BY LINCOLN ANDERSON  |
Preliminary ideas for what kind of schools should go into a soon-to-be-vacant West Village building — and general issues surrounding the starting up of a new school building — were discussed at a meeting of the 75 Morton Task Force Jan. 24.
The task force is a joint initiative of Community Board 2 and the District 2 Community Education Council. According to a School Construction Authority official, a likely possible scenario for the building, 75 Morton St., between Hudson and Greenwich Sts., would be two middle schools, including a number of special education students. The 177,000-square-foot, seven-story building can accommodate 900 seats for students, of which S.C.A. would like 90 seats to be for special-ed students.
District 2 middle schools are typically not zoned, so the Morton St. building would likely draw a sizable number of students south of Canal St., where there are not many middle school choices.

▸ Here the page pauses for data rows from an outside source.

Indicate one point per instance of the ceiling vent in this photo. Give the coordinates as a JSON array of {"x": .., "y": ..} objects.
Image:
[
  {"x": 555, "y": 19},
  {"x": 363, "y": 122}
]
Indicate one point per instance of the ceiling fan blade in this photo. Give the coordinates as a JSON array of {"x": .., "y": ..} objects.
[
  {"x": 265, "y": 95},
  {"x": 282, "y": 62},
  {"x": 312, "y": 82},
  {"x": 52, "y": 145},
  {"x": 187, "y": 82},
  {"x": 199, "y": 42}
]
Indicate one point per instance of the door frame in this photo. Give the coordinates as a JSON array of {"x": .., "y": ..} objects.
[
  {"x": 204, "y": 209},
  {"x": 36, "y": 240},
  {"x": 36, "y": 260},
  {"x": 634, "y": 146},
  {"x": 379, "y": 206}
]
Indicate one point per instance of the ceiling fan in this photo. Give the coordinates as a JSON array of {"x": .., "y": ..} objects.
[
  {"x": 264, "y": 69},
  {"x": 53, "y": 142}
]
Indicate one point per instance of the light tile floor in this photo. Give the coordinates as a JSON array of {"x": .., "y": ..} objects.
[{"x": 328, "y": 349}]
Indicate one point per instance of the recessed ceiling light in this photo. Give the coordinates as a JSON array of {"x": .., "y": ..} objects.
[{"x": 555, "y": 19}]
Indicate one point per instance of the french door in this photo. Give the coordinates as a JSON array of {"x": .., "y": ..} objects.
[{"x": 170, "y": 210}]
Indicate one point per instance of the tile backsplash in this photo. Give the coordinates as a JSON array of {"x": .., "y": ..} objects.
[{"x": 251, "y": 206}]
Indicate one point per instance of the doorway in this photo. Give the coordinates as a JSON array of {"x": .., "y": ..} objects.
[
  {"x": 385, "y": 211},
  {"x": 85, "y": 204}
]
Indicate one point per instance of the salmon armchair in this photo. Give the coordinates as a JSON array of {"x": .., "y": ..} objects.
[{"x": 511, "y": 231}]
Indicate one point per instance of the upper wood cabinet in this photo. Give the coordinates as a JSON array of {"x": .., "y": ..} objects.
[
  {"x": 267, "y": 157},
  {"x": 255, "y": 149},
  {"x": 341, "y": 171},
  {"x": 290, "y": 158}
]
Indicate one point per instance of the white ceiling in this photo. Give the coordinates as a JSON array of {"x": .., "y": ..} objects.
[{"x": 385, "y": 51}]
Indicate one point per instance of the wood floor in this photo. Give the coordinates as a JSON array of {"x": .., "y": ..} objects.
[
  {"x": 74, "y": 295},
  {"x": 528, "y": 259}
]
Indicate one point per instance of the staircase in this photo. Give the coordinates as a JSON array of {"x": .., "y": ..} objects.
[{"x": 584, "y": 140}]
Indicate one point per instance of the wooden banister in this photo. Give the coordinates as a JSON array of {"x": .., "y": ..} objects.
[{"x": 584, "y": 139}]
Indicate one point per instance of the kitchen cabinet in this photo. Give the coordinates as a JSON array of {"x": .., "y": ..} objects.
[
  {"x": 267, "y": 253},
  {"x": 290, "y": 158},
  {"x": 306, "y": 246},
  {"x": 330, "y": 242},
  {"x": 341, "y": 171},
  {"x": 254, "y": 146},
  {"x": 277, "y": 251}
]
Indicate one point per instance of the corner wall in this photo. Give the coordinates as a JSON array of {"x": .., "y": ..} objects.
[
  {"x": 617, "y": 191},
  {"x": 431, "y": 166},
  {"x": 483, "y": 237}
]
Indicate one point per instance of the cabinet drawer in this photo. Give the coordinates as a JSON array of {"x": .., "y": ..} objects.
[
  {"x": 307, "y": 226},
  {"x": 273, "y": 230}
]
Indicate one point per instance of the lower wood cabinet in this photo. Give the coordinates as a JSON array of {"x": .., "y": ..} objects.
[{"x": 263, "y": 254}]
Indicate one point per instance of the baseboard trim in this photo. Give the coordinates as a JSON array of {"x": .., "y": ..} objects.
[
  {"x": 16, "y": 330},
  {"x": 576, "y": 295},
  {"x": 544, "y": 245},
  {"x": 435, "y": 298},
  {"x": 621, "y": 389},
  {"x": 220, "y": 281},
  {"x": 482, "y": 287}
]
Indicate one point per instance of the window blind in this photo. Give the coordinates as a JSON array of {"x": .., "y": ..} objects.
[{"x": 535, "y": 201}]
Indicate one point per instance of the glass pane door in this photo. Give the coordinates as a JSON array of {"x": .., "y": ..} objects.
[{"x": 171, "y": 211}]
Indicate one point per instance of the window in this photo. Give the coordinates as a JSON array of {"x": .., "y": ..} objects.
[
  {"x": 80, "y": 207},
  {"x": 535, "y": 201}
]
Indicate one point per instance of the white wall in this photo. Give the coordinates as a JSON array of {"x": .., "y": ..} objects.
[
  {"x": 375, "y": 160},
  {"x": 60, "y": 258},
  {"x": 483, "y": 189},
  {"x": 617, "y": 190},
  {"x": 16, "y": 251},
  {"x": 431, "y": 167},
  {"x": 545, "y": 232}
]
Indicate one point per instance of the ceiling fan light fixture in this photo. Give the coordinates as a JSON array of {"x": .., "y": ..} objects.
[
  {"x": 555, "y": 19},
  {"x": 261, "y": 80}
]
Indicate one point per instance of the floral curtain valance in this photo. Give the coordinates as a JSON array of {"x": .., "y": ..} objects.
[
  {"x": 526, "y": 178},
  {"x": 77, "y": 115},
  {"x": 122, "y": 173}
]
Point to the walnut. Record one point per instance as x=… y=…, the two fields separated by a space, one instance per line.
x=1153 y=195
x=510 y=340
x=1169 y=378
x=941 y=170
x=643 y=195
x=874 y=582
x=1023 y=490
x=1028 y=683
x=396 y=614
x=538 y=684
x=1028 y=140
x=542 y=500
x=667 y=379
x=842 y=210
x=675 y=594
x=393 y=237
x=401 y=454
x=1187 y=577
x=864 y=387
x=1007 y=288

The site is currently used by the state Office for People With Developmental Disabilities, which was supposed to have already vacated, but the move-out was delayed by Superstorm Sandy. As part of the approval last year of the Rudin residential redevelopment project for the former St. Vincent’s Hospital campus, the city agreed to buy 75 Morton St. from the state to help address the Village’s shortage of school seats.

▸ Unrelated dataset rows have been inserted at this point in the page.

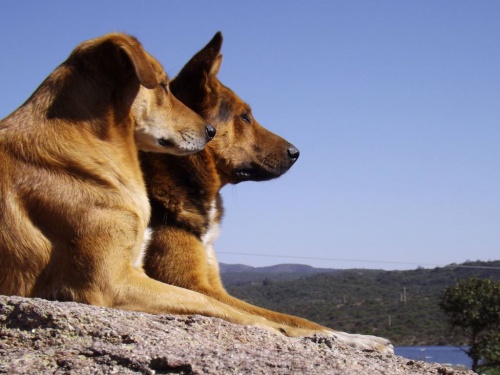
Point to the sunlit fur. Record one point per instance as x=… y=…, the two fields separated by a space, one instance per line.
x=185 y=191
x=73 y=205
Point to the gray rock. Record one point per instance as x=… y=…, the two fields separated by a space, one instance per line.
x=44 y=337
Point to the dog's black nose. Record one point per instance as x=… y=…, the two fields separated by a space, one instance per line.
x=210 y=130
x=293 y=153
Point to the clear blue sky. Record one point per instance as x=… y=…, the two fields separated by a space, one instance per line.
x=394 y=105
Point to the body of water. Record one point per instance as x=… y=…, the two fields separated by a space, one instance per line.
x=450 y=355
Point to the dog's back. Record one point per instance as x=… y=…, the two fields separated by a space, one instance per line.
x=72 y=196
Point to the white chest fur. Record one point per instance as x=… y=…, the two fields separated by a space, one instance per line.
x=212 y=233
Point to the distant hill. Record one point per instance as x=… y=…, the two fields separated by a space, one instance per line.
x=240 y=274
x=399 y=305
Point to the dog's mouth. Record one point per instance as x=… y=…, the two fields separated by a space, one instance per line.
x=165 y=142
x=254 y=173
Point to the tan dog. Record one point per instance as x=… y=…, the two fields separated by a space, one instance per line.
x=73 y=205
x=185 y=191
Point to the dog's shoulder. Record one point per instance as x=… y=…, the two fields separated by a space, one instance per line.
x=183 y=191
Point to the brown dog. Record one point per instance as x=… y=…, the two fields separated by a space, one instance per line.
x=73 y=205
x=185 y=191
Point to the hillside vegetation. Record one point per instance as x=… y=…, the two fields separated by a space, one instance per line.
x=399 y=305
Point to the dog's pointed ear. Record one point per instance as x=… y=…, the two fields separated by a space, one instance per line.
x=206 y=62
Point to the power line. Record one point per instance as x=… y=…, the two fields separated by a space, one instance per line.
x=360 y=260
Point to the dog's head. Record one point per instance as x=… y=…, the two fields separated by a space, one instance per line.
x=243 y=149
x=162 y=122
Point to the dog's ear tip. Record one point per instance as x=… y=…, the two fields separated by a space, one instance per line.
x=217 y=39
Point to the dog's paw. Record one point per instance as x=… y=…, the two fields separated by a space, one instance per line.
x=364 y=342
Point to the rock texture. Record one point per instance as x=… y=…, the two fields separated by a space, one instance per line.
x=43 y=337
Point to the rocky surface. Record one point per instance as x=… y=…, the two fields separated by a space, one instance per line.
x=42 y=337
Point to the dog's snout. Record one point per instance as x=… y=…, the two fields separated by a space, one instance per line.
x=293 y=153
x=210 y=130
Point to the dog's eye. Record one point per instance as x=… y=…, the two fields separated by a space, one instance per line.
x=246 y=117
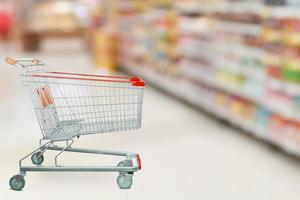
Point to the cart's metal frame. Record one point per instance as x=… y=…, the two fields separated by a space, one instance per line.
x=49 y=145
x=126 y=168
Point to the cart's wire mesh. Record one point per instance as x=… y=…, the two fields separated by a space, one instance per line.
x=67 y=108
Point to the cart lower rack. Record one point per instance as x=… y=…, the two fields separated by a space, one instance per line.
x=69 y=105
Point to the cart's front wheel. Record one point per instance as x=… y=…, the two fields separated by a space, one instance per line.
x=17 y=182
x=37 y=158
x=125 y=163
x=124 y=181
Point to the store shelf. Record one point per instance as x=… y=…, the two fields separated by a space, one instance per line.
x=181 y=90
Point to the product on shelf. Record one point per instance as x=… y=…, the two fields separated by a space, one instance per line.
x=236 y=59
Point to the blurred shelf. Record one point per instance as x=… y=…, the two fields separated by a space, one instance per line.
x=181 y=90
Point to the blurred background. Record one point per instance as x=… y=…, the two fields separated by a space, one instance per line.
x=221 y=110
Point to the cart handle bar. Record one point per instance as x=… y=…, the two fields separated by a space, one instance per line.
x=135 y=81
x=93 y=75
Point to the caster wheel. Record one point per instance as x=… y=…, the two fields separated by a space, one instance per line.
x=124 y=182
x=37 y=158
x=17 y=182
x=125 y=163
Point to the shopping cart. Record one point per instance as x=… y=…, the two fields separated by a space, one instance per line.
x=69 y=105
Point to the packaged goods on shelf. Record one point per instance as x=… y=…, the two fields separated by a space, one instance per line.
x=239 y=60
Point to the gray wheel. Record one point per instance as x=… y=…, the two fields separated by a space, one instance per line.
x=125 y=163
x=17 y=182
x=37 y=158
x=124 y=181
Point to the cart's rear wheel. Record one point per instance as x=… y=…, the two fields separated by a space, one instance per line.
x=17 y=182
x=124 y=181
x=37 y=158
x=125 y=163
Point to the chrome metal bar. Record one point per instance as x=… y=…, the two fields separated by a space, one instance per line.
x=80 y=150
x=62 y=150
x=79 y=169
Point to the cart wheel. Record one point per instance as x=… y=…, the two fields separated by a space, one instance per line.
x=125 y=163
x=124 y=181
x=37 y=158
x=17 y=182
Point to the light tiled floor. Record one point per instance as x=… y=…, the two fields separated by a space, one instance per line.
x=186 y=155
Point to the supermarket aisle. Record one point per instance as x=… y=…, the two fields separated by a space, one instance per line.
x=184 y=153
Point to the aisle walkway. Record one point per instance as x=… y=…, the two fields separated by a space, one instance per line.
x=186 y=155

However, C.B. 2 and C.E.C. members weren’t set on the S.C.A.’s preferred uses for the building, and are still considering different mixes of uses, notably including an elementary school.

Bob Ely, a neighbor who championed obtaining 75 Morton St. for a new school, said he felt, if there are to be two middle schools, an appropriate complementary use would be a good, small high school to be located in the building, along the lines of the Upper West Side’s Beacon School, which one of the middle schools could feed into.

A big concern of P.S. 3 parents is that they’d like students for the middle schools to be screened by geographical preference, meaning local kids would get first dibs. But, Ely said, as opposed to elementary schools, middle schools generally don’t work that way. District 2 covers a very broad area, stretching from the Battery to the Upper East Side.